In light of the growing popularity of auto-enrollment in 401(k) plans, Senator Elizabeth Warren (D-MA) recently asked the GAO, Congress’s independent auditor, to evaluate whether the Labor Department’s safe harbor regulations could be improved to encourage even greater participation. Senator Warren also asked the GAO to report the challenges employers face in complying with the safe harbor regulations.
To address Senator Warren’s questions, the GAO examined industry surveys, questionnaire responses, and market data, and conducted nearly 100 interviews with employers and investment experts. The resulting GAO report revealed several key areas of regulatory uncertainty, which inhibit some firms from making optimal investments on behalf of their employees and may stop other companies from using auto-enrollment at all.
The safe harbor rules identify three categories of permitted investments: target date funds, which assess the investment risk portfolio based upon the individual employee’s anticipated retirement date; balanced funds, which invest based upon mean age of the employee pool; and managed accounts, which account for other factors such as gender and salary. In selecting one of the three default fund categories, current safe harbor regulations require consideration of just one demographic factor: age. The firm can calculate each employee’s age individually, or use the average age of the worker group. Although a 2013 GAO report suggested inclusion of additional demographic factors, the Labor Department, in an attempt to clarify compliance, declined to change the exclusive focus on age.
Despite the Labor Department’s attempt to make compliance with safe harbor regulations more straightforward, the GAO found that some firms still face challenges in selecting qualified investment funds. For example, some companies were unsure which population to consider when making an age assessment, which informs the level of risk an investment fund should tolerate. As a worker gets older, the level of risk in his or her retirement investments should decline. In determining risk calculations, should companies consider the age of current participants only, or combine potential and current participants? Other companies wondered which type of retirement investment fund optimally matched the age distribution of participating employees. Such questions suggest that the Labor Department’s singular focus on age in the safe harbor regulations would benefit from more detailed descriptions of who should be considered and how companies can best calculate age profiles to investment fund types.

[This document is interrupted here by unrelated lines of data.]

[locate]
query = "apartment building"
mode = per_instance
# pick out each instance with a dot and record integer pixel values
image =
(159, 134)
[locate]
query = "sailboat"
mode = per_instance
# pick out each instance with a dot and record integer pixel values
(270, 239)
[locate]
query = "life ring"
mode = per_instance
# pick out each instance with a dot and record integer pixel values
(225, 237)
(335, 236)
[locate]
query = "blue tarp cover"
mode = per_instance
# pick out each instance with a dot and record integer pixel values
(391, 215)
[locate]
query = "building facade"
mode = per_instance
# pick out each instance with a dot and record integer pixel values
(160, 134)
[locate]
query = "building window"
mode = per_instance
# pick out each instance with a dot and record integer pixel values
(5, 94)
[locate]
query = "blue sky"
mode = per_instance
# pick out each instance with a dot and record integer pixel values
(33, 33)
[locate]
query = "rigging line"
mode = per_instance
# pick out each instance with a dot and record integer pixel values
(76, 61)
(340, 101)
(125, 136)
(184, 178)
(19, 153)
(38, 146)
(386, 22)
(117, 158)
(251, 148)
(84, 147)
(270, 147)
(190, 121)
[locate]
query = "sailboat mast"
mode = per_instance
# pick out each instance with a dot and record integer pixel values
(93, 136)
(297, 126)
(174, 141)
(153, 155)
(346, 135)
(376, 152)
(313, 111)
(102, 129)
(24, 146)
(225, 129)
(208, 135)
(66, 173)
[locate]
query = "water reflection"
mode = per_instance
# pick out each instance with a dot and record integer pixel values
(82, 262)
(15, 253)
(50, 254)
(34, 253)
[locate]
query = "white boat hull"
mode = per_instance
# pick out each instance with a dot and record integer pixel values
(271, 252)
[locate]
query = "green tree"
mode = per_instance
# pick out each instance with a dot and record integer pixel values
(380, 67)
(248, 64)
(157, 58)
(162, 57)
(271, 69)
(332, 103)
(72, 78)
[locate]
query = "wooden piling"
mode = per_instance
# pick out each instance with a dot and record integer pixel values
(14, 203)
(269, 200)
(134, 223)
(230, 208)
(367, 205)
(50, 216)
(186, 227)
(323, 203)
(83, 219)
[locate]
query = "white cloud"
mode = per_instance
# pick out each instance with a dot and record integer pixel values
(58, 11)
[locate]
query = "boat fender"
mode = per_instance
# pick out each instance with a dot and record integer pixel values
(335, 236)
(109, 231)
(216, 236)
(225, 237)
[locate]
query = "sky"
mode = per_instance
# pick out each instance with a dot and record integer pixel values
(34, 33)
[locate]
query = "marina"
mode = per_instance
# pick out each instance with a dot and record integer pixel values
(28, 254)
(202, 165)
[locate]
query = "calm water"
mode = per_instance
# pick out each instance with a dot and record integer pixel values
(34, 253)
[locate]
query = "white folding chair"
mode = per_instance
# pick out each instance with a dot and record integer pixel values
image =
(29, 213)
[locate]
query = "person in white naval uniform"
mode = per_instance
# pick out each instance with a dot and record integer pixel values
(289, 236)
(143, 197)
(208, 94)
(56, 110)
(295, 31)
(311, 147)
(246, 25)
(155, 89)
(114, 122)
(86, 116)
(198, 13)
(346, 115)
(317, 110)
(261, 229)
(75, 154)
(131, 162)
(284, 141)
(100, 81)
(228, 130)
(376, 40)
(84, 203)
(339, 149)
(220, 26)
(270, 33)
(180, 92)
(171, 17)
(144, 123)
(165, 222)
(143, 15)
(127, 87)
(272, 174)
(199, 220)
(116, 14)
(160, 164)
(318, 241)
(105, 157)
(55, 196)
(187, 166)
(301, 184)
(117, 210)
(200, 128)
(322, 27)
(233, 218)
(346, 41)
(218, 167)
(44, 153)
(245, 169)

In surveys and interviews with the GAO, firms also expressed confusion about whether different categories of default investment vehicles offered more robust legal protection than others. Some employers thought simple investment funds, which are easier for employees to understand, offered the clearest path to compliance with the safe harbor rules. Other companies told GAO that a more complicated design actually correlated to increased legal security. Furthermore, some employers were uncertain about their exposure to potential lawsuits from employees who joined savings programs later in their tenure or those who shifted savings from one retirement account to the sponsored fund. The GAO suggested the Labor Department could expand the safe harbor regulations to specify whether firms are also protected from lawsuits by these workers.
Clarifying Labor Department safe harbor regulations associated with auto-enrollment retirement plans, as the GAO suggested, will not alone rescue the United States from a significant savings deficit. But if the Labor Department works to address some of the confusion firms expressed to the GAO, this may help at least chip away at the larger problem.